En medio de la aflicción toca buscar al Señor

Lamentaciones 3: 22-26

22 Por la misericordia de Jehová no hemos sido consumidos, porque nunca decayeron sus misericordias.

23 Nuevas son cada mañana; grande es tu fidelidad.

24 Mi porción es Jehová, dijo mi alma; por tanto, en él esperaré.

25 Bueno es Jehová a los que en él esperan, al alma que le busca.

26 Bueno es esperar en silencio la salvación de Jehová.

 

Estas palabras forman parte de los lamentos por la destrucción de Jerusalén y la esclavitud del pueblo de Dios. Lamentos que fueron acompañados por oraciones de fe en las palabras de esperanza dadas por los profetas.

 

En medio de la aflicción es bueno tener la esperanza de la restauración de Dios. No son tiempos para culpar a Dios del estado actual de las cosas, no son tiempos para llenar nuestra boca de quejas llenando así el corazón de amargura; mi Dios no ha sido injusto. Son tiempos para llenar el corazón de esperanza. Creo que Dios vendrá y me salvará, «Respiro y liberación vendrán de parte de Dios».

 

Esperanza en el Dios de misericordia. A pesar de mi camino, él tiene misericordia de mi, ahora no me pagará conforme a lo que me merezco.
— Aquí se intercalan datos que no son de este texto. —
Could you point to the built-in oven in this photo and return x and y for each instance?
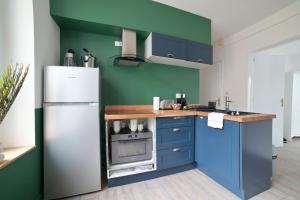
(131, 147)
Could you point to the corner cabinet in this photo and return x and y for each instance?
(164, 49)
(174, 142)
(239, 156)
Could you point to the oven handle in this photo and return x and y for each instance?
(176, 130)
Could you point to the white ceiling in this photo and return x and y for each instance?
(229, 16)
(289, 48)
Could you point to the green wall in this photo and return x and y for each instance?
(128, 84)
(22, 180)
(142, 15)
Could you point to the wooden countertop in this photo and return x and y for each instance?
(12, 154)
(145, 111)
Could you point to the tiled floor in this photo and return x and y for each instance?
(194, 185)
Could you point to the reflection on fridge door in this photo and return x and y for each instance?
(71, 131)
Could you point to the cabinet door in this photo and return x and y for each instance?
(174, 157)
(175, 122)
(168, 46)
(217, 152)
(198, 52)
(172, 137)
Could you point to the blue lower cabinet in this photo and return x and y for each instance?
(237, 156)
(174, 157)
(217, 152)
(175, 141)
(174, 137)
(174, 122)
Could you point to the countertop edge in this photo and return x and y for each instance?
(161, 114)
(13, 154)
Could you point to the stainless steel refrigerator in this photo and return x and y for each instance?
(71, 131)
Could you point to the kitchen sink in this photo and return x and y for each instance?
(235, 113)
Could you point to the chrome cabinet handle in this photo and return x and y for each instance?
(200, 60)
(170, 55)
(176, 129)
(179, 117)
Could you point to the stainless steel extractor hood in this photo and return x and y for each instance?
(129, 56)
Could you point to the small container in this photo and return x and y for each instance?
(69, 59)
(117, 126)
(156, 103)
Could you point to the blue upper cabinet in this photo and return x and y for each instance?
(164, 49)
(200, 53)
(167, 46)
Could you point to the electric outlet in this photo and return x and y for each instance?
(118, 43)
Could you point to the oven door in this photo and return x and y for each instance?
(128, 148)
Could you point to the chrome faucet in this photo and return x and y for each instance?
(227, 102)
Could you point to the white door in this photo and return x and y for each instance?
(71, 149)
(268, 91)
(211, 84)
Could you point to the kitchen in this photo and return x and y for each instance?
(137, 59)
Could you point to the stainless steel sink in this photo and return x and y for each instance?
(235, 113)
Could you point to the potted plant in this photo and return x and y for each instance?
(11, 82)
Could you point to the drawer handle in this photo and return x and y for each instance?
(200, 60)
(170, 55)
(179, 117)
(176, 129)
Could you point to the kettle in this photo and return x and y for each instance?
(88, 60)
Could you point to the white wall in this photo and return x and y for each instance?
(18, 128)
(267, 74)
(288, 100)
(293, 63)
(234, 51)
(296, 105)
(47, 44)
(280, 27)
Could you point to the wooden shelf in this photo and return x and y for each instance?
(12, 154)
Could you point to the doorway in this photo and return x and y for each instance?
(274, 81)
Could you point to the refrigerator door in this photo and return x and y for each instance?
(71, 149)
(71, 84)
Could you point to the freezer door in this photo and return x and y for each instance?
(71, 84)
(71, 150)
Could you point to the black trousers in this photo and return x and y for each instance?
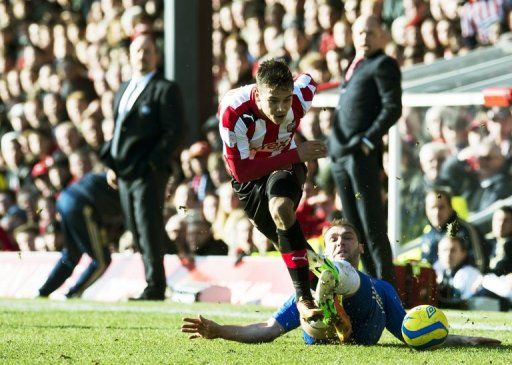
(142, 202)
(357, 178)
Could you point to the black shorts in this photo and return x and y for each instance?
(256, 194)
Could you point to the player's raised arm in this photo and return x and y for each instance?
(202, 327)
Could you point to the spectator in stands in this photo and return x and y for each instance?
(58, 172)
(493, 175)
(186, 169)
(430, 40)
(501, 246)
(295, 44)
(40, 144)
(18, 173)
(11, 215)
(455, 131)
(329, 12)
(185, 198)
(92, 133)
(67, 137)
(26, 199)
(84, 208)
(76, 104)
(200, 238)
(477, 18)
(25, 236)
(499, 124)
(201, 181)
(455, 273)
(80, 163)
(432, 156)
(46, 212)
(440, 214)
(176, 230)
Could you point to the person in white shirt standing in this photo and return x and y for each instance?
(455, 276)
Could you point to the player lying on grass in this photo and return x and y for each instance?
(371, 304)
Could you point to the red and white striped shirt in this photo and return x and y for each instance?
(477, 17)
(253, 146)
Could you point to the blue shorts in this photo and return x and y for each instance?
(372, 308)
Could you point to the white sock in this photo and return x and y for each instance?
(349, 278)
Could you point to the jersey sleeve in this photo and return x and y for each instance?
(288, 315)
(304, 89)
(234, 133)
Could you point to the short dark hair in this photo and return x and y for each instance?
(344, 223)
(441, 192)
(274, 74)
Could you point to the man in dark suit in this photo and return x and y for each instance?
(369, 104)
(148, 113)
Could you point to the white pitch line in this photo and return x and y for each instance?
(480, 326)
(84, 307)
(265, 313)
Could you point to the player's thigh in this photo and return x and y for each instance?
(287, 184)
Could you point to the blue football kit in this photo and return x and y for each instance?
(372, 308)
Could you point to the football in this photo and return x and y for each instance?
(424, 327)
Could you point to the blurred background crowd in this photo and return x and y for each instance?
(61, 62)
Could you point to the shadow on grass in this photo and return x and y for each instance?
(501, 348)
(89, 327)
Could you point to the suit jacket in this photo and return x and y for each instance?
(370, 103)
(150, 130)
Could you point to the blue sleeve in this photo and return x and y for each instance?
(394, 309)
(288, 315)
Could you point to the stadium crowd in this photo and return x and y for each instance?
(62, 61)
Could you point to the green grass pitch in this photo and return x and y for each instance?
(52, 332)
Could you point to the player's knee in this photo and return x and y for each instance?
(282, 212)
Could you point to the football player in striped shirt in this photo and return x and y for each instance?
(257, 124)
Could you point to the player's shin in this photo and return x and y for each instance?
(292, 246)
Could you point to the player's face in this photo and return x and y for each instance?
(341, 243)
(274, 103)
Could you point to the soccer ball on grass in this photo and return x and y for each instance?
(424, 327)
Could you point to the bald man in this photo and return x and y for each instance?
(369, 104)
(148, 115)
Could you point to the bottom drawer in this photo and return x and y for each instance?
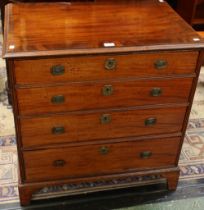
(100, 159)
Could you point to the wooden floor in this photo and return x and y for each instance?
(118, 199)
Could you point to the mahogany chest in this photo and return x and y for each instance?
(101, 92)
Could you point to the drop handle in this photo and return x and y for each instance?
(104, 150)
(58, 130)
(59, 163)
(155, 92)
(57, 70)
(58, 99)
(150, 121)
(160, 64)
(110, 64)
(145, 154)
(107, 90)
(105, 119)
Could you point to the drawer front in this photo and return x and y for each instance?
(93, 160)
(84, 96)
(100, 125)
(103, 67)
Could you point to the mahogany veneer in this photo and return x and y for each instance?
(101, 98)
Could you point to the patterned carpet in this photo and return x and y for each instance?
(191, 160)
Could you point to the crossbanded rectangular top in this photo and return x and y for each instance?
(43, 29)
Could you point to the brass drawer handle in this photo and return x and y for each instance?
(145, 154)
(58, 99)
(59, 163)
(105, 119)
(104, 150)
(150, 121)
(107, 90)
(110, 64)
(58, 130)
(57, 70)
(156, 92)
(160, 64)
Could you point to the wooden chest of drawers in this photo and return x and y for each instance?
(97, 97)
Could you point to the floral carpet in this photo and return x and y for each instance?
(191, 160)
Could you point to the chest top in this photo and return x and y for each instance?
(99, 27)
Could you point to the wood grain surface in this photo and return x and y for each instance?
(101, 95)
(130, 25)
(88, 160)
(88, 127)
(83, 68)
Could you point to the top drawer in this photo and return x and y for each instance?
(80, 68)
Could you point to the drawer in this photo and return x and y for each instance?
(100, 125)
(100, 159)
(99, 95)
(103, 67)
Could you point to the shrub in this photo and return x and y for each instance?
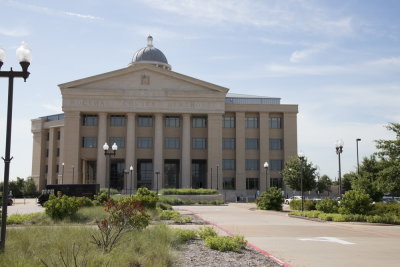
(146, 197)
(185, 235)
(355, 202)
(226, 243)
(272, 199)
(188, 191)
(61, 207)
(206, 231)
(308, 204)
(327, 205)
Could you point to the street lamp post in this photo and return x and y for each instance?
(217, 176)
(62, 173)
(24, 56)
(108, 154)
(339, 150)
(266, 175)
(157, 173)
(301, 157)
(358, 163)
(131, 170)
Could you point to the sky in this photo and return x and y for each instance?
(338, 60)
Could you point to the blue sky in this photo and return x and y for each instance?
(338, 60)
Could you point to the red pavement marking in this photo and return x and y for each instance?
(269, 255)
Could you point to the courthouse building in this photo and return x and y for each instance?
(173, 129)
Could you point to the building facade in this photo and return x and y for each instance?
(175, 131)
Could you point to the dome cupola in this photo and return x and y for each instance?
(150, 55)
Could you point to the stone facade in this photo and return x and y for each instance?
(191, 132)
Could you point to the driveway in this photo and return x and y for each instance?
(299, 242)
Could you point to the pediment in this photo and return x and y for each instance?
(142, 79)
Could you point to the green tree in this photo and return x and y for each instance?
(389, 155)
(295, 170)
(324, 183)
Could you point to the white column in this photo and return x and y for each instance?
(158, 151)
(130, 156)
(186, 159)
(101, 158)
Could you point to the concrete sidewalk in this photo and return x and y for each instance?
(301, 242)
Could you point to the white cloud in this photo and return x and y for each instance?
(14, 32)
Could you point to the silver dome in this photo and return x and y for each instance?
(150, 55)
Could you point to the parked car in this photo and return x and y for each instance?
(288, 200)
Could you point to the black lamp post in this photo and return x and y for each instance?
(24, 56)
(358, 163)
(301, 157)
(339, 150)
(131, 170)
(266, 175)
(157, 173)
(108, 155)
Cada noche puedo presentarme a él y pedir perdón con confianza de que no seré consumido; cada mañana podré iniciar un nuevo día sabiendo que renovó su misericordia para conmigo, fui perdonado y amanezco a una nueva oportunidad.

 

Cada nuevo día vendrá con un propósito para ser cumplido, cada día será un paso más en el plan perfecto de Dios. Él es mi porción, yo soy suyo, él tiene un plan conmigo y él sabe todas las cosas. Su Espíritu Santo me suministrará en abundancia de las riquezas en gloria, en mi confiado caminar yo recibiré nuevas fuerzas. Sí, Dios es fiel y él continuará su buena obra en mí. Y yo puedo caminar esperando confiado que así sea.

 

Los tiempos de aflicción son tiempos para buscar a Dios. son tiempos de oración y ayuno. Es lo que conviene a mi alma.

De continuo las lágrimas y las quejas no convienen, fueron derramadas y tuvieron su tiempo, pero ahora es el tiempo de derramar mi alma delante de Dios. Mi Dios es bueno conmigo y él cumplirá su promesa, si le busco le encontraré, y si le encuentro recibiré vida. No cesaré en mi búsqueda «hasta que el Señor mire y vea desde los cielos».

 

La crisis es la oportunidad del corazón. La oportunidad para volverlo a Dios.

Diré al Espíritu: «Examíname y conoce mi corazón; pruébame y conoce mis pensamientos; y ve si hay en mí camino de perversidad, y guíame en el camino eterno». Confesaré mi pecado y no callaré, llevaré a la cruz mi debilidad y de allí volveré en victoria.

«Crea en mi un corazón limpio, y renueva un espíritu recto dentro de mí. No me eches de delante de ti, y no quites de mí tu Santo Espíritu. Vuélveme el gozo de tu salvación»

 

         Es tiempo de buscar al Señor, es tiempo de dar lugar al Espíritu Santo.